The need for high efficiency energy production, conversion, storage and transport is serving as a robust guide for the development of new materials. Materials with physical-chemical properties matching specific functions in devices are produced by suitably tuning the crystallographic- defect- and micro-structure of the involved phases. In this review, we discuss the case of Rare Earth doped Ceria. Due to their high oxygen diffusion coefficient at temperatures higher than ~500°C, they are very promising materials for several applications such as electrolytes for Solid Oxide Fuel and Electrolytic Cells (SOFC and SOEC, respectively). Defects are integral part of the conduction process, hence of the final application. As the fluorite structure of ceria is capable of accommodating a high concentration of lattice defects, the characterization and comprehension of such complex and highly defective materials involve expertise spanning from computational chemistry, physical chemistry, catalysis, electrochemistry, microscopy, spectroscopy, and crystallography. Results coming from different experimental and computational techniques will be reviewed, showing that structure determination (at different scale length) plays a pivotal role bridging theoretical calculation and physical properties of these complex materials.

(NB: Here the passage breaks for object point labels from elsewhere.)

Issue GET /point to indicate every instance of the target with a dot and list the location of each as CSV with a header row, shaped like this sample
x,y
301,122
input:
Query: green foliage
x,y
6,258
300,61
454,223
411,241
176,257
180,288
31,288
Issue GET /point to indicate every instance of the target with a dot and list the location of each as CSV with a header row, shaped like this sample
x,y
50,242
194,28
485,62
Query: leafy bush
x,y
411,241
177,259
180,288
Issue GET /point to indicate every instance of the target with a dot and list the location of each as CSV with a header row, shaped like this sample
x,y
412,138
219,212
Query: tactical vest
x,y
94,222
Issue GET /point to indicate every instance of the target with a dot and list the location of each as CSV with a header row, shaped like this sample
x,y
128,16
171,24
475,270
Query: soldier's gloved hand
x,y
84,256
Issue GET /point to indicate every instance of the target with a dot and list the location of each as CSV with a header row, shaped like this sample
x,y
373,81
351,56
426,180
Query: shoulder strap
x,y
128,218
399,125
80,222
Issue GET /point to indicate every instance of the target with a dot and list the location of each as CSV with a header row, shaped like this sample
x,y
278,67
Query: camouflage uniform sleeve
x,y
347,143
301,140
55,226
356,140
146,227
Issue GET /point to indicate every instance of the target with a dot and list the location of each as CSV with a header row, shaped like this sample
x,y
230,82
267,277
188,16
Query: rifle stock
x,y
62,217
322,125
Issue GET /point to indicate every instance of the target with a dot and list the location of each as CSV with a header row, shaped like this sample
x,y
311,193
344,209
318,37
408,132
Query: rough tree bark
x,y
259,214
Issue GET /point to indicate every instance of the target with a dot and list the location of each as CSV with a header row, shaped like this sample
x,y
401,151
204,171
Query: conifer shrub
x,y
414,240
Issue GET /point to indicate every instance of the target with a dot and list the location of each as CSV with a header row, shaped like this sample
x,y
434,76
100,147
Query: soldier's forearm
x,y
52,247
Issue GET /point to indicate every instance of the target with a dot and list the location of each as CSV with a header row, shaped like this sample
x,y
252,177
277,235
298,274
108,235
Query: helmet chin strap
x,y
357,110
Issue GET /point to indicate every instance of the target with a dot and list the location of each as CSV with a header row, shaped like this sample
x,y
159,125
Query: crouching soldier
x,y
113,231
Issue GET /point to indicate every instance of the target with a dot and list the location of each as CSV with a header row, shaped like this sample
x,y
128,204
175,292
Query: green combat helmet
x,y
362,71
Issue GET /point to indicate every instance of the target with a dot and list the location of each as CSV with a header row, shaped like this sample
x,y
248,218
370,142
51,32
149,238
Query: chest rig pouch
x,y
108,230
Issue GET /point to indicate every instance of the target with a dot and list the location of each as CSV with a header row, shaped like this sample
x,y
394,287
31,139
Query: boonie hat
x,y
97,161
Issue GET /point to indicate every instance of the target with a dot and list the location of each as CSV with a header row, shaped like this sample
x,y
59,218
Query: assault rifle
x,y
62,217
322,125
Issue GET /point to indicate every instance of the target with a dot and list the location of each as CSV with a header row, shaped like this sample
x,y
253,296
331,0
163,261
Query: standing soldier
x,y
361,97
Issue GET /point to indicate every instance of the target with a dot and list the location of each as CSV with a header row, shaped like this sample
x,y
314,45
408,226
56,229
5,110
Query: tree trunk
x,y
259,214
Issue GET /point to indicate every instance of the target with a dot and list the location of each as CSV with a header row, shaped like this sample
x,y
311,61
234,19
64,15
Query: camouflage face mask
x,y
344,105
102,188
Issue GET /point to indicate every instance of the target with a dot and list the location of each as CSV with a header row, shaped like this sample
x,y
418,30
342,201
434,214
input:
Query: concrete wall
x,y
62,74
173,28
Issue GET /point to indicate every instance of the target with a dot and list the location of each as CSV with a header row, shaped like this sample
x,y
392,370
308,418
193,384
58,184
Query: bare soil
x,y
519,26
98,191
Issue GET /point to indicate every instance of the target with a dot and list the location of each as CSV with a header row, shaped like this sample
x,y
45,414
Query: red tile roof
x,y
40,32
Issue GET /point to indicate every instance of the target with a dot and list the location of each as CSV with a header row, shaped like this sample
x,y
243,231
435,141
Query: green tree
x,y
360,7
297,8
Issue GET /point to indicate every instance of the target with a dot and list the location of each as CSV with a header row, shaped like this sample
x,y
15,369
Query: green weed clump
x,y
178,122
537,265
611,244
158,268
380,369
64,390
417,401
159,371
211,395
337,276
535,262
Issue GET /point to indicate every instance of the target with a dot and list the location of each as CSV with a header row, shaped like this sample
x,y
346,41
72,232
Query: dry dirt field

Rare-Earth-Doped Ceria Systems and Their Performance as Solid Electrolytes: A Puzzling Tangle of Structural Issues at the Average and Local Scale

Rare-earth (RE)-doped ceria systems, in particular when RE ≡ Nd, Sm, or Gd, are well-known to be characterized by high values of ionic conductivity in the intermediate temperature range, which, in principle, makes them ideal solid electrolytes in solid oxide fuel and electrolysis cells. Defect chemistry turns out to be a pivotal issue in this framework because ionic conductivity is driven by the ability of oxygen vacancies to move through the lattice, and any form of defect clustering tends to depress the efficiency of oxygen transport. In this viewpoint, not only are factors at the average scale assessed, such as the compositional extent of the CeO₂-like solid solution, but also the occurrence of local inhomogeneities due to vacancy-dopant association is discussed in correlation with its central role in hindering the migration of vacancies. The relationship between the stability of the hybrid phase and the RE³⁺ ionic size is presented, and the highly complementary role of Raman spectroscopy toward X-ray diffraction is described in detail. The key points of the whole discussion are finally used to identify the most relevant structure-related parameters affecting ionic conductivity in the studied material.